Revamped Bayesian Inference

Awardees

Benjamin Goodrich
Associate Research Scholar; Lecturer in the Department of Political Science

$299,999

This research project will make Bayesian statistical computation much faster. Bayesian methods have not gained much traction in the social sciences, in part because the approach is so computationally intensive. Many researchers who could usefully apply these techniques choose not to do so because the analysis is too costly. This project will improve the computational efficiency of Bayesian methods by harnessing a critical theorem that has long been overlooked by statisticians but proven by one of the twentieth century's greatest mathematicians. Some pieces will need to be put into place for this approach to work on today's computers. However, once implemented and with a little bit of additional training, scientists will be able to apply state-of-the-art statistical methods regardless of the amount of data. The beauty of the theorem underlying the modified calculation is that it is almost universally applicable and can be leveraged by all scientists. By lowering and flattening the cost function, this project will have a broad and deep impact in the social sciences and elsewhere. The results of this research will facilitate the analysis of large data sets that recently have become prevalent across scientific fields. Graduate students will be involved in the conduct of the project and trained in the use of this approach. The investigators will implement their findings in an existing free and open-source software program.

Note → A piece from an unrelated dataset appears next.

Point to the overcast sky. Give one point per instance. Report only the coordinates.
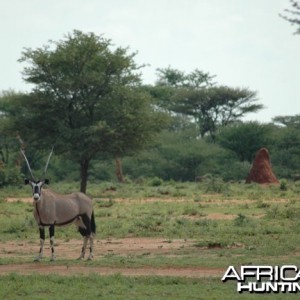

This research project will leverage the Kolmogorov Superposition Theorem (KST) to increase the speed of computations for projects using Bayesian methods. Most statistical models of scientific phenomena ask: What was the probability, under the model, of observing this collection of data and how would that probability change depending on the values of unknown quantities that are to be estimated? To answer those questions, computers calculate that probability for many possible values of the unknowns and determine what ranges of the estimates are more probable than others. Each observation in a data set affects this probability, so when data sets are large, the calculation is slow and often infeasible. However, the KST demonstrates that there is an alternative way to exactly perform the calculation using only the addition of mathematical functions that each take in just one unknown and output one link in the chain. The number of links in the alternative chain depends only on the number of unknowns, rather than the number of observations in the data set, and thus the calculation can be dramatically accelerated in large data sets. To use this technique, scientists will need to think a little differently about how they build models and estimate the model's unknown quantities, but the investigators will provide a coherent theoretical framework and open-source software tools that will make this process not only faster, but simpler.